GANGTOK, 01 Feb: The state government has finally taken its decision on the three hydro projects under scrutiny in West District. Two projects, namely, the 96 MW Lethang and the 99 MW Ting Ting projects have been scrapped by the government. As for the third project, the 97 MW Tashiding hydro project is ‘under examination’. This is the decision of the state government a month after the high powered committee under the Chief Secretary was constituted to examine issues related to the implementation of the 3 projects and make recommendations to the state government. The decision to scrap the 2 projects and further examine the status of the Tashiding project was taken at the state cabinet meeting held on 25 January.
The decision on Ting Ting and Lethang projects were not so hard to take as there have hardly been much investments or construction activity related to these projects. In fact, as regards the Lethang project, it had not even been accorded approval by the National Wildlife Board. The National Wildlife Board had rejected the project proposal for the Lethang HEP in November, 2010. As regards Ting Ting, the project was in the initial phases of land acquisition.
As for the 97 MW Tashiding project in Tashiding – Yuksom constituency and being developed by Shiga Energy Limited the state government will ‘further examine’ the project. In fact it is informed the power developer has spent more than Rs.100 crore already and the project is in an advanced stage with tunnels and adits being constructed including the colony for the officer’s quarters. The land acquisition has also been completed and the site of the power houseidentified and approach roads under construction. With the power developer having invested such a huge amount there will be complications if it’s taken off the grid and legal repercussions cannot be ruled out. Only recently the affected people living in the project area had formed coordination committees to supervise the implementation of various works which the project would entail in their area.
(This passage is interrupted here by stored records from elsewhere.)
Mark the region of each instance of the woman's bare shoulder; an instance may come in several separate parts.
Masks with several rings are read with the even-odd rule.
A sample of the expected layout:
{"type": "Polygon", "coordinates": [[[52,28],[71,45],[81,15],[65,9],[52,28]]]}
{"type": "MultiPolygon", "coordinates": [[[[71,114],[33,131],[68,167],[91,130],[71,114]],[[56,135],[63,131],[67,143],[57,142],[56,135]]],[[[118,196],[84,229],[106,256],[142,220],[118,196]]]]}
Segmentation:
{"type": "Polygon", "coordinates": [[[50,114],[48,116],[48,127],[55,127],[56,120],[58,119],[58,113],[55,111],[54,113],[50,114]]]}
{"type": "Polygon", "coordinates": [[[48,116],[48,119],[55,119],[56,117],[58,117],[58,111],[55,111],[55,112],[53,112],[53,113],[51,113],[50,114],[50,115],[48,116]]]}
The decision of the state cabinet is obviously based on the report of the high powered committee which had submitted its report to the government last year itself. The opinion of the committee on the projects was that it should be scrapped; this opinion had then been forwarded to the Law Department. The cabinet meeting of 25 January was the first cabinet this year during which the report of the committee was put up and discussed and finally, decided upon.
Several organizations including Buddhist organizations had made several representations to the state government raising concerns about erosion and disturbance of certain religious and cultural symbols attached with the Rathong Chu river on which all the three named projects were to be developed. The Minority Commission had also taken up cudgels on behalf of the protesting associations and organizations on similar grounds and had even written to the Prime Minister.